Rent and financial assistance proved to be other major concerns. Eighty percent of the galleries surveyed said they rent their spaces, and only 52 percent said their landlord had given a delay or reduction in their rent payments. The report also looked at whether galleries had tapped into any of the funds made available by the government to small businesses. Regarding the Paycheck Protection Program (PPP) loans, which are intended to help businesses continue to make payroll, 78 percent of respondents said they had applied, but only 28 percent said they had received the loan.

Galleries expressed trepidation about participating in fairs this year. With most major fairs canceled or postponed for 2020, 47 percent of respondents said they would be willing to show at one or more fairs between now and December, while 28 percent do not plan to show in a fair and 25 percent are still undecided. (The Art Market 2020 report, released earlier this year by Art Basel and UBS, said that galleries generated on average about half their income from their participation in art fairs.)

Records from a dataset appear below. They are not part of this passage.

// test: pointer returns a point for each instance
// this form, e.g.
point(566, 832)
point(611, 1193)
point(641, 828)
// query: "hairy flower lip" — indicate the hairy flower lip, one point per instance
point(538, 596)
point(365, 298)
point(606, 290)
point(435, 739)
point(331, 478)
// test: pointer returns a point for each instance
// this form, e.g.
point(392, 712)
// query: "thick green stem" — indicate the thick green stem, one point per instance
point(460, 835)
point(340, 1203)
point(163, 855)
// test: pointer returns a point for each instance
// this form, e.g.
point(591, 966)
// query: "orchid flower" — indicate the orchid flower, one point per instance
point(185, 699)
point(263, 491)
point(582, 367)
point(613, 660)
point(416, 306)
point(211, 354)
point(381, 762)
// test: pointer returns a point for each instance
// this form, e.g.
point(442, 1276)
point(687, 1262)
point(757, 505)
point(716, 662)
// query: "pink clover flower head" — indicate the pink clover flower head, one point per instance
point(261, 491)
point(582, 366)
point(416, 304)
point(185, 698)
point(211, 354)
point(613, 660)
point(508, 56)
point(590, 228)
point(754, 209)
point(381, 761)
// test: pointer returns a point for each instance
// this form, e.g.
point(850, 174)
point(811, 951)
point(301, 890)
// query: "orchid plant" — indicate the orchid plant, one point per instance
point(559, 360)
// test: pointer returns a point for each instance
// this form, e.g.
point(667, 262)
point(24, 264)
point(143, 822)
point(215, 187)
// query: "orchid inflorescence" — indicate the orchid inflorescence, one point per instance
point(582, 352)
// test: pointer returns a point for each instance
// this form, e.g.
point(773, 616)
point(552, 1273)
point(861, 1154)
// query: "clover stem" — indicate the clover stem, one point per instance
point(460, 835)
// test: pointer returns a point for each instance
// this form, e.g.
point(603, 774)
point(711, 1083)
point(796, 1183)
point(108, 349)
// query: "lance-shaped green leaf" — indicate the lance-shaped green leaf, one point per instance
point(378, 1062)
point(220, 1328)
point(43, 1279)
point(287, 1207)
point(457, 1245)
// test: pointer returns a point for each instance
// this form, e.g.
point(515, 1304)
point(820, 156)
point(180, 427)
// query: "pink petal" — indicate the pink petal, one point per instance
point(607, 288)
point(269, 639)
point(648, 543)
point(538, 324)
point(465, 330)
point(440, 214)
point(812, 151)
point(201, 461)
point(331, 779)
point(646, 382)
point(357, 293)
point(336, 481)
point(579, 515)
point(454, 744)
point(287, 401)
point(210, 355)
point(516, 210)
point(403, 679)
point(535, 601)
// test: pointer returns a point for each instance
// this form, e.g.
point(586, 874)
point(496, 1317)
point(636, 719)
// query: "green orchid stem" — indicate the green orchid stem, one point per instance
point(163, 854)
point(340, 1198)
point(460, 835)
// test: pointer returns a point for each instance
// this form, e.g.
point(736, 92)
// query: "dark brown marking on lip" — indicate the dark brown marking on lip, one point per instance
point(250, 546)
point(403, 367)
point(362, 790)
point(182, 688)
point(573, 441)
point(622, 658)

The ADAA survey is the second report this week to underline the financial impact of the coronavirus. On Monday, a report by SMU DataArts and TRG Arts projected that, based on data compiled from some 35,000 respondents, arts organizations across the country should expect to lose an aggregate of $6.8 billion in revenue, with individual organizations looking at about a 26 percent loss in their revenue.

In their statement, Schoelkopf and Bray added, “While the survey is focused on near-term impact, the implications are far-reaching and long-term for art galleries and the even greater number of employees and artists they support, both financially and as key partners in fostering their practices and careers. Such immediate and devastating revenue losses will undoubtedly have a ripple effect on these small businesses and the broader arts community for the next 12 to 18 months if not longer, and it is still uncertain how long such losses may continue.”